While there exists an ever expanding plurality of conceptualizations of vegetarianism, it will serve the purpose of this argument to understand vegetarianism as merely the practice of consuming nothing that requires the death of an animal to prepare. While vegetarianism may not be obligatory, it is wrong to kill an animal for food. 1 The seemingly counterintuitive tension begotten by such juxtaposition is dissolved by the possibility of consuming meat, contra vegetarianism, without violating the moral status due to animals. While respect for this moral status is often manifested by a moratorium on the consumption of meat, such abstinence is not a necessary condition thereof. It is morally wrong to inflict death upon another sentient being to fulfill a flittingly unnecessary desire. The conditions under which most animals are kept and killed compound this moral obligation by the actualization of excessive cruelty. Even so, not all instances of eating meat begotten under such conditions are morally unacceptable. Actually, the very act of consumption is very rarely the unacceptable act. It would be fitting now to transition from the theoretical to the practical. To purchase meat is to financially support an industry that constantly violates the moral status of animals.
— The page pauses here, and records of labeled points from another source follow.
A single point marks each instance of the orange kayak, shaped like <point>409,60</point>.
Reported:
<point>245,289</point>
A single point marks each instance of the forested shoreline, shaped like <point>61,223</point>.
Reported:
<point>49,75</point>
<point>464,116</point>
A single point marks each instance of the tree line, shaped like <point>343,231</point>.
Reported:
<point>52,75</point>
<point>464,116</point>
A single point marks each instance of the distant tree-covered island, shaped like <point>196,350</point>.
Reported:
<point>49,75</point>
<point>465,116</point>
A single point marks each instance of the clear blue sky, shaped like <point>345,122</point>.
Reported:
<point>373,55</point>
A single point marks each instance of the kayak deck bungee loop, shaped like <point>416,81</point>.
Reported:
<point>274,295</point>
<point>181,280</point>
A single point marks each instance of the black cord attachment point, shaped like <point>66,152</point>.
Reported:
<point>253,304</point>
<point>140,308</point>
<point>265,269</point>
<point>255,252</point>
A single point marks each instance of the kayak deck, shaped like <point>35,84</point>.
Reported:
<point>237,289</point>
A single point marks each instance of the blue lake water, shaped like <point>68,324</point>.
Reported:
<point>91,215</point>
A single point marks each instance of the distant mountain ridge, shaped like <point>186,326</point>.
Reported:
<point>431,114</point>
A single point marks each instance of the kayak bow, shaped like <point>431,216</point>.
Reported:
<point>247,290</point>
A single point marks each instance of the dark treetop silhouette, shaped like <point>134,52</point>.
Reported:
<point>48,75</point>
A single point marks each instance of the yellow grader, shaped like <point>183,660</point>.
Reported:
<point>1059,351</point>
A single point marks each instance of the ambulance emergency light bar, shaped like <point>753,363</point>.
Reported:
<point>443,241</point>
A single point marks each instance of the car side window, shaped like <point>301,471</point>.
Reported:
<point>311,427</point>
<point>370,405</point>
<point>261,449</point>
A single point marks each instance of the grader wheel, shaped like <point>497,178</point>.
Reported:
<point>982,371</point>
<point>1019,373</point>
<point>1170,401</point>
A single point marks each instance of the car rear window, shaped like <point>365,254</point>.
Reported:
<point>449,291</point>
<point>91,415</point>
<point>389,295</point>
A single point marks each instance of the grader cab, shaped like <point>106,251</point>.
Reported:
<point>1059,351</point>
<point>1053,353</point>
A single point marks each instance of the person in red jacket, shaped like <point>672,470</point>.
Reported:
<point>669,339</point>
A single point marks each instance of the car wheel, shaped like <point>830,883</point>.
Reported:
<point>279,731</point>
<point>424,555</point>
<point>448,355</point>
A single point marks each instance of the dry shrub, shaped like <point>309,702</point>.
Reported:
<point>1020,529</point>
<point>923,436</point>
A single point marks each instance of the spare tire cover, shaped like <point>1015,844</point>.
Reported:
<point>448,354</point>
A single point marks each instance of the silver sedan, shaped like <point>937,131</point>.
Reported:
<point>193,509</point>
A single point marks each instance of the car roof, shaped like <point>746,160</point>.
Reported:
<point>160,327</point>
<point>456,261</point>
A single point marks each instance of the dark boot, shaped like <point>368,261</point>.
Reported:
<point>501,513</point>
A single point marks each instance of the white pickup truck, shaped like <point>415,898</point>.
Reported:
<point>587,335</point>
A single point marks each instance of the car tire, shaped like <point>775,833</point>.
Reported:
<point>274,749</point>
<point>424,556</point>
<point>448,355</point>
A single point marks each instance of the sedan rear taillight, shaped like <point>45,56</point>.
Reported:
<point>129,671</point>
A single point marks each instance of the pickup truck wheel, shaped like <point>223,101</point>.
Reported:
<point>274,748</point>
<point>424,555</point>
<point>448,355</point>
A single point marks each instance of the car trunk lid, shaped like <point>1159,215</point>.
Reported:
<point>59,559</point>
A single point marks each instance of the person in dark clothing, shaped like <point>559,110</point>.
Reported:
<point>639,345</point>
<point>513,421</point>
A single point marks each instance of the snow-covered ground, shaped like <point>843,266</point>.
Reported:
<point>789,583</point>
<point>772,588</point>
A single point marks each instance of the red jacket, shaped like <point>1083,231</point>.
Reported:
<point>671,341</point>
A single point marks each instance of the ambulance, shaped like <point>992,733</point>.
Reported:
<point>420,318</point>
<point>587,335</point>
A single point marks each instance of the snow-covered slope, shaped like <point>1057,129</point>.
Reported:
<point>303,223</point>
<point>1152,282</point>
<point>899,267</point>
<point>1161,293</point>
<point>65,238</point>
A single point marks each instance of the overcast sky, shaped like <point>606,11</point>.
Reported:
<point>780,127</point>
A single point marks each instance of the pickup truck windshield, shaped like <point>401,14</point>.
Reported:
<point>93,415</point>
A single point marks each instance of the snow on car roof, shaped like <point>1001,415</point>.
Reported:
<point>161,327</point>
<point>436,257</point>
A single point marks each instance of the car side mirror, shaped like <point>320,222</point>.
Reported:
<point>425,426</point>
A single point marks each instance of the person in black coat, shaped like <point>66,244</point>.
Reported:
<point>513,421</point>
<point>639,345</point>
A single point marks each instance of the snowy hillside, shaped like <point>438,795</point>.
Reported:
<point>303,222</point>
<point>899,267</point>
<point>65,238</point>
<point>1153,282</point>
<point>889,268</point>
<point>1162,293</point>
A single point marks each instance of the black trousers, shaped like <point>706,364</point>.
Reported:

The consumption of meat once purchased, is not. If meat were accidentally introduced to a vegetarian dish at a restaurant, the consumer would have no moral obligation to discard the food.2

I understand that there exist cases in which this would be inaccurate. These cases are marginal and unlikely. While they exist, they are irrelevant. 2 There would be plenty of other reasons to not consume the meat (e.g. health concerns, symbolic display of principle, etc.) but they are not morally obligatory reasons.